Helena Cristina
Coelho - Económico
Espírito Santo,
Mello e Champalimaud viram o poder e a fortuna desaparecer em menos de um ano
numa das fases mais frenéticas do país. Um livro revela esses episódios.
Acabou-se a
brincadeira, agora é a sério, estes senhores estão presos", anuncia o
tenente Rosário Dias no momento em que, de arma em punho, entra na sala. Os
"senhores" são Manuel Ricardo Espírito Santo, líder do Banco Espírito
Santo na altura, os seus irmãos Jorge e José Manuel, o comandante António
Ricciardi, o administrador Carlos Mello, o secretário-geral, José Maria
Espírito Santo, e os directores José Roquette e Manuel Couto, acompanhados das
respectivas secretárias. Estão cercados na sede do banco, na baixa de Lisboa,
na sala de refeições onde recebiam os clientes mais importantes. Conferidos os
nomes indicados pelos sindicalistas, os administradores são revistados e
seguidos até à rua por trabalhadores armados.
"Matem-nos!",
gritavam à porta, entre insultos e cuspidelas, enquanto os viam ser
distribuídos pelos carros que os levariam à prisão de Caixas. Aí esperaram
pelos mandados de Otelo Saraiva de Carvalho, que comandava o processo
revolucionário, para então ficarem presos. As razões? "Os banqueiros são
acusados de pertencerem a uma associação de malfeitores, de serem exploradores
do povo e de sabotarem a economia", recorda Pedro Jorge Castro em ‘O
Ataque aos Milionários', livro onde relata o cerco que as famílias Espírito
Santo, Mello e Champalimaud e outras sofreram após a revolução do 25 de Abril
de 1974 - as detenções, as contas congeladas, a fuga para o exílio e muitos
outros episódios. A detenção de elementos dos Espírito Santo, a 11 de Março de
1975, liderada por Rosário Dias, uma espécie de "polícia da
Revolução", é apenas um entre muitos.
Retratar a mudança
radical, em menos de um ano, na vida de alguns dos empresários e banqueiros
mais influentes do país foi uma das motivações para este trabalho. "De um
momento para o outro, os homens e famílias mais poderosas do país perdem quase
todo o poder e fortuna. Esta circunstância, dolorosa para eles, mas natural e
justa para os revolucionários (incluindo aqui trabalhadores, sindicalistas,
militares e políticos), era uma fonte de histórias interessantes do ponto de
vista humano", explica o autor. A investigação acabou por confirmar esse
contraste:"o lado dos milionários subitamente desprovidos de poder e
fortuna; e o dos trabalhadores e revolucionários subitamente cheios de
poder". Uma conjuntura ilustrada por várias histórias, como a da empregada
doméstica da família Figueiredo que denunciou Jorge de Mello e outros alegados
conspiradores em cartas a Otelo (p. 205), a venda de pratas recusada à família
Espírito Santo (p. 269) ou a carta em que os irmãos Mello admitem já não
conseguir evitar o saneamento (p. 297).
Do marcelismo ao
cavaquismo
O 25 de Abril marca um ponto de viragem no país, mas também a perda de peso e
influência de grandes grupos e famílias. Nem todas recuperaram, mas "os
três nomes mais sonantes - Mello, Champalimaud e Espírito Santo - recompuseram
as fortunas com aparente facilidade", conta Pedro Jorge Castro, para quem
foi fundamental dedicar uma primeira parte do livro ao que aconteceu antes,
durante o marcelismo, para enquadrar tudo o que se passou a seguir à revolução.
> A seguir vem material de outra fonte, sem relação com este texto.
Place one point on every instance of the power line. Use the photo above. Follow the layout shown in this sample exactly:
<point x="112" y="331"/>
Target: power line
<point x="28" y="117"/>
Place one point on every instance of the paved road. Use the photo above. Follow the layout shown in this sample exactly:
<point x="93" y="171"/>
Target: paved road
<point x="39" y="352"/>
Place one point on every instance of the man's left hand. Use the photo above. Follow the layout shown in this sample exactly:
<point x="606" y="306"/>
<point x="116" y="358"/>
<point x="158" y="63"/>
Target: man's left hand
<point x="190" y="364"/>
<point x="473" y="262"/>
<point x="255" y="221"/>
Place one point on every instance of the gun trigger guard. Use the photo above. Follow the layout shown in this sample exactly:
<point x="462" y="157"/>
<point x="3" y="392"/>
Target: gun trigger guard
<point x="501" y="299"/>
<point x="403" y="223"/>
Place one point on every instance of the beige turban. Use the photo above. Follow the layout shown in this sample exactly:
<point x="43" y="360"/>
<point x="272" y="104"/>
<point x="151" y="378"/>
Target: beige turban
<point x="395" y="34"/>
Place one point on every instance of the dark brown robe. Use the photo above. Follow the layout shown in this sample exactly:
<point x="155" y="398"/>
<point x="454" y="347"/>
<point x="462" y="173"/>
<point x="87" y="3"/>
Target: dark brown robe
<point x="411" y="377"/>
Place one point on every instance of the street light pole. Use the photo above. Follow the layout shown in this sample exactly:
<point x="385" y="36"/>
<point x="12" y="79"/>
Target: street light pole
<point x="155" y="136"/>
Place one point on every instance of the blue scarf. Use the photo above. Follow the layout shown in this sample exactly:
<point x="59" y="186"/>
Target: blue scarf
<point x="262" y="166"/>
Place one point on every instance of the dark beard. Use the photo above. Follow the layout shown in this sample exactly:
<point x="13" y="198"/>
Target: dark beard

"É de certa forma desonesto apontar as cumplicidades com o poder político
no Estado Novo e depois desde o cavaquismo sem falar deste intervalo em que
alguns deles foram presos sem culpa formada, mas apenas por causa do apelido,
viram as contas bancárias congeladas ou estiveram sob vigilância, foram
impedidos de ir para o estrangeiro e viram as suas empresas nacionalizadas, com
indemnizações definidas muito depois, pagas com um juro baixo e num prazo
longo, precisamente para travar ‘a recuperação capitalista'".
A reviravolta e
regresso ao poder de alguns destes grupos levou tempo. No caso dos Espírito
Santo, "aguentaram-se sobretudo devido aos contactos internacionais e à
confiança dos grandes banqueiros", descreve o autor. Com António
Champalimaud, e embora também beneficiasse de forte reputação internacional,
"o facto de ter arranjado uma "habilidade" para ficar com a fábrica
de cimentos no Brasil fez toda a diferença". No caso dos Mello, há um
episódio que ajudou a família a manter os negócios da CUF no Brasil: "a
intervenção de uma secretária que retirou o livro de actas da sede da empresa
às escondidas". Apesar destas circunstâncias, Pedro Jorge Castro realça
que a mudança de contexto político no cavaquismo jogou o seu papel a favor do
regresso. Mas acredita que, "se não tivessem perdido as empresas nas
nacionalizações, não teriam tido necessidade de se endividarem tanto, logo o
país provavelmente teria hoje grupos económicos mais fortes à escala global (ou
sem essa desvantagem face à concorrência internacional)." Mas isso, claro,
já é história para outra conversa.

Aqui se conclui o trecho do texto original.